While bank regulators loved you for buying the zero Credit Risk US Treasuries, to get a reasonable spread over the cost of your deposits, you had to buy 5-to-10-year maturities. Buying intermediate term notes funded by short-term deposits creates another risk, Term Risk. In a rising interest rate environment, the cost of your short-term deposits goes up, but the fixed income of the Treasuries does not. The value of the Treasury notes declines. However, you plan on holding the Treasuries to maturity, so while your earnings may decline, it’s not a big deal…yet.

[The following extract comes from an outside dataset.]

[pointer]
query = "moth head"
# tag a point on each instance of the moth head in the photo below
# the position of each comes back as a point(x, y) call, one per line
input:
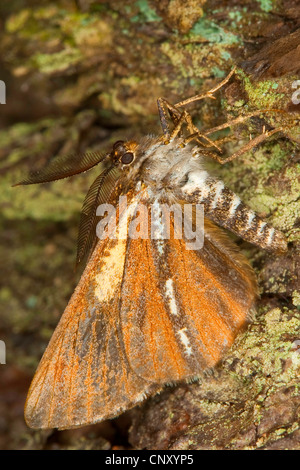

In 2022, the Federal Reserve Board increased interest rates at the fastest rate and by a higher amount than any time since 1980. As your Treasuries lost 15% to 20% of their market value, people took notice of the large (but temporary, right?) losses on your balance sheet. Analysts sound the alarm, and your depositors begin to flee. Now your problem is not a mismatch of Term Risk, your source of funding is going out the door. You are stuck with realizing losses in the Treasury notes to cover those departing deposits. Regulators step in to keep order in the banking system by selling your bank to a better situated competitor. You are told to hand the keys over to a new bank that acquires all your branches, assets, customer relationships and employees for almost nothing. For bankers, “It’s always something”. If it’s not Credit Risk, it’s Term Risk or Interest Rate Risk or Regulatory Risk or…. the list goes on.

A Familiar Story

Our banking system is a key component of the growth story of our economy. Without it, starting new businesses, building new projects, buying homes and a long list of other transactions would slow to a crawl. Yet, because of the structure of banking (deposits used to finance loans and investments), we’ve experienced several waves of bank failures over the past forty years. Different risks have been the culprits in each case. Whenever the public gets pessimistic, depositors flee from the weak to the strong and the weak go out of business.

Bank failures garner headlines that create a lot of angst. Should I take my money out? Will my bank fail? What does it mean for me?

The Federal Deposit Insurance Corporation (FDIC) raises money through required levies on banks to create an insurance pool to guarantee the safety of depositors’ funds up to a limit of $250,000 per depositor (i.e., joint accounts mean $250,000 for each person owning the account). So, any amounts you have in a bank account up to that limit are safe. Theoretically, amounts over that are at risk if the bank fails. Therefore, it is smart to not have more than that in your bank account. Instead, put excess amounts in a money market fund (not a ‘money market account’), because funds are not considered bank assets and therefore not subject to loss if the bank fails.

However, it is interesting to note that since the 1930s, it appears that very little if any depositor money has been lost in a bank failure. If you search on it, you’ll find some vague references that some depositors “might have lost money” in the state-chartered banks of the Savings & Loan crisis of the late 1980s, but no specific instances of loss. In the big wave of bank failures in 2008-2010, no depositor funds were lost despite very difficult conditions. And none was lost in recent closures. So yes, you should take precautions, but it doesn’t look like there is much practical risk.

Lessons Learned

What should we take away from the curious circumstances that caused the recent bank failures? Foremost is that risk comes in many forms. Hedging against one risk often leaves you vulnerable to another. The recent increase in interest rates may cause investors to buy only short-term (less Term Risk) notes and money funds to avoid the market value losses of longer-term bonds. Yet, if interest rates fall, you will be subject to the bad news of Reinvestment Rate Risk as your interest income will decline very rapidly as rates go down (and with it, your ability to earn a return going forward). Essentially, there is no “Risk Free” position. Thus, we should manage our affairs with an eye on balancing the various risks based on a client’s objectives, time horizon, and cash flow needs. That is how we view our responsibility at High Probability Advisors.